Apr 3, 2019 | By: Malaak Khattab

Grant Project Helps Inmates Adjust To Life Outside Of Prison

It’s a second chance at life and it’s designed specifically for felons who want to get back on track.

The New Beginnings Re-entry Projects prepares inmates and offenders to come back to the community before they are released from prison, jail, or treatment.

“Every case is unique; it depends on where they are, where they are coming from and where they are hoping to go,” said Jane Phelps, the project manager for the New Beginnings Re-entry Project.

Majority of the clients have substance use disorders. Associates Systems Navigator Michael Davis provides one-on-one recovery coaching to clients.

“A lived experience is one of the best ways to help someone go through it and move down that path of recovery,” Davis said. “I can’t make anybody be sober, but I can walk next to them on their path of recovery.”

The process for re-entry can take months, and housing is one of the challenges that clients face in the community.
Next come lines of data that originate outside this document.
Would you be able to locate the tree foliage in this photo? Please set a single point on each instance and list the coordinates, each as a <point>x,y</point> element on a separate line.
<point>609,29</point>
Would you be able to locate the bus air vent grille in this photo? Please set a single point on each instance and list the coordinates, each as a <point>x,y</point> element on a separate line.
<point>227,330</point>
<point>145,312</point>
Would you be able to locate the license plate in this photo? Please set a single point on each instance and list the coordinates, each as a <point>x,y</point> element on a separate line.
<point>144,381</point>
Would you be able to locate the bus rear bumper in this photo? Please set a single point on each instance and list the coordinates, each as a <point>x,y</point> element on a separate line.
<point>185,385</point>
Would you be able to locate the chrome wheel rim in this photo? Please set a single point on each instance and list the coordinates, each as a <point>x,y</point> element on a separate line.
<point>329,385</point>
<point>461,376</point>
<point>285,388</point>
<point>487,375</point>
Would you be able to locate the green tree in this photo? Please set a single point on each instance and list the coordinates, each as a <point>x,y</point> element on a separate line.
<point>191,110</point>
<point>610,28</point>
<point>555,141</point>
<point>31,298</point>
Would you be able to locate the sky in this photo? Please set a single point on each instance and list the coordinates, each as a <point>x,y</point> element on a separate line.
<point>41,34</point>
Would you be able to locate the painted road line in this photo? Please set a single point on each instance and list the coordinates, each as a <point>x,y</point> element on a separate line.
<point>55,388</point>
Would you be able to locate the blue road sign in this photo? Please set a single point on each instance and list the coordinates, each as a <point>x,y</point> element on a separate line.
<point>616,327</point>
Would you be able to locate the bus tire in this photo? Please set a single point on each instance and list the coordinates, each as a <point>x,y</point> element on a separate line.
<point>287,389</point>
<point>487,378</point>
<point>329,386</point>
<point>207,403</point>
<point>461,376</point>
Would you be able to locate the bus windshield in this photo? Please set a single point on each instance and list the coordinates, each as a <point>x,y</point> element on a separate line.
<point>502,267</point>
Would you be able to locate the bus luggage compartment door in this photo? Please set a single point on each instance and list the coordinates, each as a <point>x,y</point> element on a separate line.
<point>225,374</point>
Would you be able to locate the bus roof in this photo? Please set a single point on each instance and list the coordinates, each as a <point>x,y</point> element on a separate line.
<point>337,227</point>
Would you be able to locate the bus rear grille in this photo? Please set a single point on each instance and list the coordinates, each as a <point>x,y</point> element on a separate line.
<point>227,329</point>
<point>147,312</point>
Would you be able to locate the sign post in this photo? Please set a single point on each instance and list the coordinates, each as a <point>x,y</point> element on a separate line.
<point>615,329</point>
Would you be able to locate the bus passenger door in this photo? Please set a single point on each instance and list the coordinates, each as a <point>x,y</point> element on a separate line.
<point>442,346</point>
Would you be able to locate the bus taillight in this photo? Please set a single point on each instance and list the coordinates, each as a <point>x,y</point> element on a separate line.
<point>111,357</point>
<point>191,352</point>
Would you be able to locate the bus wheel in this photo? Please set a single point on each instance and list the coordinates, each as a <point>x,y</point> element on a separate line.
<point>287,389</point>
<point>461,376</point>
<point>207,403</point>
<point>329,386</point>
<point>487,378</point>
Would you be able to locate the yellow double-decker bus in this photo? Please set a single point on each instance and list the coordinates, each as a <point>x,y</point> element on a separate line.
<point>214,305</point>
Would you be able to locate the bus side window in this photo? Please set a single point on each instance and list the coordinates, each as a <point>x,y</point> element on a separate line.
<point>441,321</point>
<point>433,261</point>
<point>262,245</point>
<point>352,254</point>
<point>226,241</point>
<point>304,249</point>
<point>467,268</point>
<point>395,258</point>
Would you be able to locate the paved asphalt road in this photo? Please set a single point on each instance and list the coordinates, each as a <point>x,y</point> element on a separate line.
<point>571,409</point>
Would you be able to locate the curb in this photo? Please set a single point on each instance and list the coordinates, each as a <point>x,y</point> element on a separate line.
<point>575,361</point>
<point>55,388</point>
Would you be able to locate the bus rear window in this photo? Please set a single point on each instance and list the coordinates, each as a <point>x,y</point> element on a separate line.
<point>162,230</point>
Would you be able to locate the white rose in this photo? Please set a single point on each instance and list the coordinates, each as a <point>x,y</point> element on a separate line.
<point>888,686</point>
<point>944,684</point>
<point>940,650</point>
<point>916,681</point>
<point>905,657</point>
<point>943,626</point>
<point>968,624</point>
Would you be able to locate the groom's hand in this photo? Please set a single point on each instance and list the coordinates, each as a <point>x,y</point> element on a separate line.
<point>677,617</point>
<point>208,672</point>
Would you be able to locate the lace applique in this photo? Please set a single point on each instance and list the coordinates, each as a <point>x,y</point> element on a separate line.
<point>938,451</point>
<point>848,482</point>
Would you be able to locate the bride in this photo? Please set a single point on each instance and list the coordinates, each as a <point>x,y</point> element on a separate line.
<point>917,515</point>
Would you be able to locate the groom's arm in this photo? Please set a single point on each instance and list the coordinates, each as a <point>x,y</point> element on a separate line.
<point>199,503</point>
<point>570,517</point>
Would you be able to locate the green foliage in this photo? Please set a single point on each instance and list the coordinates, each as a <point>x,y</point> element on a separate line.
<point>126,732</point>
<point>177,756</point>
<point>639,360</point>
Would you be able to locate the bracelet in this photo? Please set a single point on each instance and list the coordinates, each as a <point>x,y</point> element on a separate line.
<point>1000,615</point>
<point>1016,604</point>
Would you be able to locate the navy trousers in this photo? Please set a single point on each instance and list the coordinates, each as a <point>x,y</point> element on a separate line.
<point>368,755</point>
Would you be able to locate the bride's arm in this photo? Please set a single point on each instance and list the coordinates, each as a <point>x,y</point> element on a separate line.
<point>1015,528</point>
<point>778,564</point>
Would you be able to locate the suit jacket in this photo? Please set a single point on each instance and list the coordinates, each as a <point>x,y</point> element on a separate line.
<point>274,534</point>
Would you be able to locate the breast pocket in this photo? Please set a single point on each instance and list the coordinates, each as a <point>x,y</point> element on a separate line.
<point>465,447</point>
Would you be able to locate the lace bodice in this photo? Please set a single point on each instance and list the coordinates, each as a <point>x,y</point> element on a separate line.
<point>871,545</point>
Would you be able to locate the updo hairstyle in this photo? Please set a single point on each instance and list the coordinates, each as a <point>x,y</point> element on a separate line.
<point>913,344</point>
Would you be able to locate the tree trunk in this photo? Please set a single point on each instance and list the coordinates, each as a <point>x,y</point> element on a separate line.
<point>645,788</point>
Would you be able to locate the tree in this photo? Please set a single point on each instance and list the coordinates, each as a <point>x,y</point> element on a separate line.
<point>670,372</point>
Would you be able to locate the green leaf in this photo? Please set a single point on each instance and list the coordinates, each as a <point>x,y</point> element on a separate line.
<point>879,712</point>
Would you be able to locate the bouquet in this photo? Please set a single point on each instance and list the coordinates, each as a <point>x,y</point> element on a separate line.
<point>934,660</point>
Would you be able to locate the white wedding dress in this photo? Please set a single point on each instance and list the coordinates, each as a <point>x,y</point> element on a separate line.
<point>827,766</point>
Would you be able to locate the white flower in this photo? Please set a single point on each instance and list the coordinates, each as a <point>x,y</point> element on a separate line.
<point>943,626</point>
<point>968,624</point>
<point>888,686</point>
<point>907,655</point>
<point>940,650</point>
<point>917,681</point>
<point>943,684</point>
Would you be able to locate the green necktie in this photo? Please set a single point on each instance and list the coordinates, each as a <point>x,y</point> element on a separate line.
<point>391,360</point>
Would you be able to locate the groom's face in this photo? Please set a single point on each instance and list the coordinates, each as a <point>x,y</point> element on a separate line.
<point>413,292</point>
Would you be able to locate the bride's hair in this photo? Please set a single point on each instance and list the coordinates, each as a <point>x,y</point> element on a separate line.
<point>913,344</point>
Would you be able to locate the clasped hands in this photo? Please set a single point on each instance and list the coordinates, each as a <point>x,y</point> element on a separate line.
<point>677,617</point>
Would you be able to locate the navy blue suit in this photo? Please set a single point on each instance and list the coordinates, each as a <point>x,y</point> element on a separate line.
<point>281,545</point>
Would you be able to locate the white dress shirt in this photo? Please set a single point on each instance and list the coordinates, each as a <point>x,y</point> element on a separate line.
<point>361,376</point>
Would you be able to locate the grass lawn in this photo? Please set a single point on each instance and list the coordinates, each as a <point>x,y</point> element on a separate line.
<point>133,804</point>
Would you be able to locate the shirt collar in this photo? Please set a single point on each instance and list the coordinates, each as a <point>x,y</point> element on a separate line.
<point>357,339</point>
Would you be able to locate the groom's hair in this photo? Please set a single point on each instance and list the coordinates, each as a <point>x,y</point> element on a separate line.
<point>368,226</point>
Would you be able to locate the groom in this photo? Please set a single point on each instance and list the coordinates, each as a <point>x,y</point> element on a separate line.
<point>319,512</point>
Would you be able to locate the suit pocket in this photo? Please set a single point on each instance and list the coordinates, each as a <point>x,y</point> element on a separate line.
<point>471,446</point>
Phelps said about 95 of their 215 clients are homeless. There have been cases where people go back to doing drugs because it’s easier for them to go back to an environment where they know they’ll be accepted.

“So if they have no ID, no medical insurance, no housing, no clothing, no phone, no food, it’s really hard for them to figure out what they’re going to do,” Phelps said.

The program works in collaboration with other community resources to help aid clients with the support and relief they need in order to succeed.

Trish Hansen, the District Supervisor for the Minnesota Department of Corrections, said the program helps clients set up the resources needed for them. They make sure that they go to their appointments and to make sure they have a means to get there.

“They start to try and remove some of those barriers that prevent them from getting through programming that they need to do,” Hansen said.

The New Beginnings Re-entry Project is voluntary. Davis said that the clients that want to do the work and put in the effort are the ones that succeed.

“People start getting their kids back, they start getting there lives together, parents want to talk to them again, their brother and sisters. The family starts coming back together again, and you can see it in the people,” Davis said.